The independent horse-race model (Theeuwes et al., 1998), however, does take into account signal timing. This model states that saccades are programmed independently, and the first one to be completed is executed. However, this model does not account for the strength of activations by each relevant search object or some form of top-down control. The data show that the target, rather than other salient objects, receives the majority of first fixations, yet displays longer saccade latencies. Therefore, the speed at which information can affect saccade programming cannot be the only factor affecting the winner-take-all activations on the saccade map. The target likely generates a very strong signal, but it affects the saccade map late. This suggests that when an onset or color singleton generates a signal, the signal is generated quickly, yet it is not always sufficiently strong to lead to capture. Alternatively, some form of top-down saccadic inhibition could also be playing a role, which could begin during the search preview screen and keep the eyes at fixation until the target is localized, suppressing fixations to nontarget objects. This is consistent with the cognitive-control hypotheses of Woodman and Luck (2007) and Han and Kim (2009).
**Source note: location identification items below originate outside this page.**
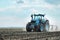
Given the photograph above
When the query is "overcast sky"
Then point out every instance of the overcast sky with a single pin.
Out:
(16, 13)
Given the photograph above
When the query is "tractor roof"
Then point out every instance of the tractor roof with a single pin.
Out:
(38, 15)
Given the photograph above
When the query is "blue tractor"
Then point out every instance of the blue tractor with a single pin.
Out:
(38, 24)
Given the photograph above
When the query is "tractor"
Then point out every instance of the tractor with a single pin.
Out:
(37, 24)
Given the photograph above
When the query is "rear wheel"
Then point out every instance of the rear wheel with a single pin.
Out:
(30, 27)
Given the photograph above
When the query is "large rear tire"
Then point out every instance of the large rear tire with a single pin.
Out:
(30, 27)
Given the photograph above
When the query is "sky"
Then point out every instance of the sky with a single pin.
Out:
(16, 13)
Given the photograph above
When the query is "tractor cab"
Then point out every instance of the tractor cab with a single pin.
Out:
(38, 23)
(37, 17)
Models of saccade programming must take into account signal timing, signal strength, and cognitive-control factors in order to accurately model the deployment of the eyes in a visual search task.
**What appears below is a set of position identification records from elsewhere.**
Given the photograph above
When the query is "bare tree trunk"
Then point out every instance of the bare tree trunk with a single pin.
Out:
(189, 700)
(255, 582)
In contrast to the independent horse-race model, the competitive integration model does take stimulus spacing into account. Although the relative spacing of the onset and the color singleton did not affect capture rates, spacing did affect saccade latencies, particularly in regard to latencies to an onset or color singleton. For the memorized-color group, not only were latencies to the onset and target faster when they were combined rather than occurring alone (which is also supported by the horse-race model), but the distance of the memorized color from the onset affected saccadic RTs to the onset. In this case, as the distance increased, saccadic RTs to the onset slowed, with the largest distance producing saccade latencies that were slower than those when the onset occurred alone. This directly supports competitive integration and not the horse-race model. However, the onset in this condition did not affect saccades to the memorized color. This asymmetry suggests that memorizing a color can produce a signal that not only can affect signals generated by onsets but also is impervious to the influence of onsets. Similar findings were found for the unique-color group, but in this case the distance between the onset and the unique color singleton affected saccade latencies to both the onset and the unique-color singleton, but this effect was limited to a shorter distance. This suggests that holding a color in working memory increases the strength of the signal generated by a matching color singleton. In the case of latencies to the target, neither the singleton nor the onset affected saccadic reaction times, but as with the lack of an effect on capture, this might be due to the slower generation of target-guided signals.

The strength of the memory-driven signal can be attributed to the active rehearsal process of working memory. The memorized color was seen first in the memory display and was relevant to the memory task; only several seconds had passed until that color was seen again in the search display. The active process of memory rehearsal was able to affect the saccade map, and even though the memorized color was search-task irrelevant, the appearance of the stimulus still triggered an orienting response. One possible mechanism is that as the color is rehearsed, reentrant processes could bias early vision, leading to increased saliency for the rehearsed color, in turn leading to increased capture. Interestingly, while memory influenced search, the presence of the memorized color in the search display did not influence memory performance. However, this is consistent with previous results, showing that people have a poor memory for the identity of items they have rejected during search (Beck, Peterson, & Vomela, 2006).